Depuis que Goethe a fait part, dans Von deutscher Baukunst (De l'architecture allemande, 1773), de son admiration pour la cathédrale de Strasbourg, l'architecture gothique est considérée comme le symbole de la structure rationnelle, de l’harmonie globale et de la recherche de la captation de la lumière la plus vaste possible – qualités qui ont longtemps été occultées par des évaluations nationalistes. Cette architecture a de surcroît souvent été associée à des ambiances romantiques lesquelles, à leur tour, ont fait l’objet d’appropriations politiques. D'autres courants, comme le Bauhaus, ont vu dans l'architecture gothique la manifestation d'un vaste projet artistique. L’intérêt d’Eliasberg pour ces monuments, dès 1950, a été éveillé principalement pour des raisons visuelles. À l’instar de ses représentations de paysages qui ne restituent pas avec exactitude la réalité topographique, celles de ses bâtiments gothiques ne sont ni des dessins architecturaux, ni des élévations précises. L’artiste se concentre plutôt sur les phénomènes qui l'intéressent le plus, tels la structure verticale de la construction ou la perforation des murs et des piliers permettant d’atteindre un haut degré de diffusion lumineuse. Pour représenter des édifices français, néerlandais et allemands, il s’est inspiré à plusieurs reprises de cette captation de la lumière. La référence nationaliste s’efface au profit d’un pur intérêt pour la forme, particulièrement évident dans cette estampe. Avec la grande rosace de la Cathédrale de Laon s’inscrivant dans un format horizontal distinct, l’orientation verticale
des traits souligne ainsi le flot de lumière. Tout se dissout alors dans ce flux, tout se mue et prend une apparence immatérielle, mystiquement transfigurée, et dans cet excès prend un sens presque religieux.

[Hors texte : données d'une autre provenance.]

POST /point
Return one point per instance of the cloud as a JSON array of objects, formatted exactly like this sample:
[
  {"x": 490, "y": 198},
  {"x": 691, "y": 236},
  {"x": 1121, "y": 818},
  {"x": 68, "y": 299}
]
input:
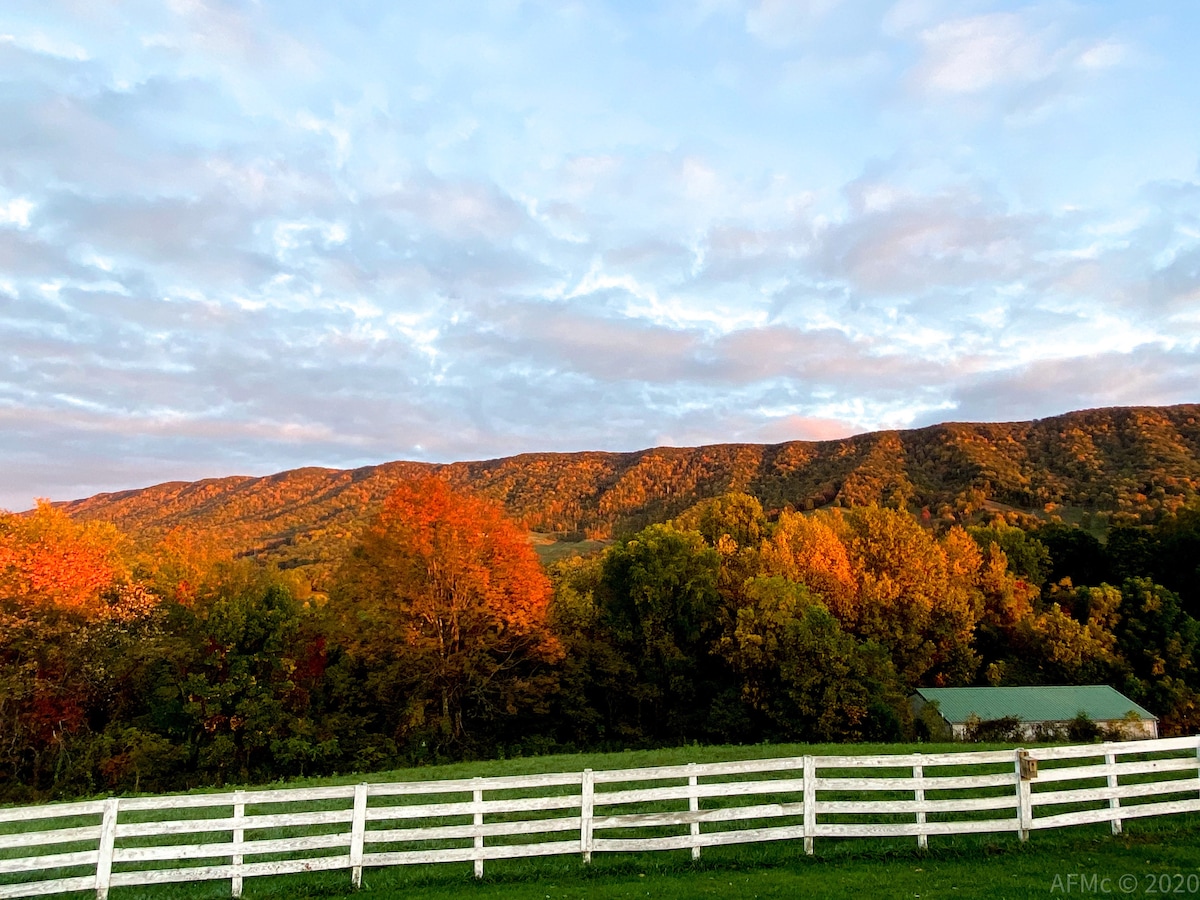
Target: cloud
[
  {"x": 1006, "y": 52},
  {"x": 779, "y": 23},
  {"x": 241, "y": 238}
]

Même lors des voyages qui suivront dans les années 1970, dont un à l’île Maurice, Eliasberg refuse de dévoiler trop explicitement sa destination. S'il est important pour lui de donner un repère et une idée dans le titre de ses oeuvres, les procédés auxquels il recourt ne sont pas toujours documentaires. Avec une gamme de couleurs relativement restreinte, principalement composée de teintes vertes et de quelques nuances brunes et bleues, Eliasberg évoque ici l'exubérance de la végétation tropicale. En fin de compte, il s’intéresse à la nature et à ses mouvements. L’être humain semble presque invisible. Comme dans les autres dessins et aquarelles qu’il a réalisés depuis les années 1960, cette distanciation déjà évidente alors, s’accroît ici davantage. L’homme, à savoir le spectateur en présence, ou peut-être celui des dessins en question, observe un phénomène dont il est écarté et dans lequel il n’est même plus impliqué. L'individu trace quelque chose qu'il n'a jamais réussi à créer lui-même, quelque chose qui surpasse nettement ses capacités, devant lequel il semble cependant surpris. Beaucoup plus affirmé que dans la plupart de ses voyages en Grèce, Eliasberg adopte, dans ses dessins de l’île Maurice, un format vertical pour des compositions aux formes parallèles. Bien que tout à fait approprié pour les chutes d'eau, ce procédé pare ces représentations paysagères d’une qualité distincte et illustre la dynamique qui peut leur être inhérente.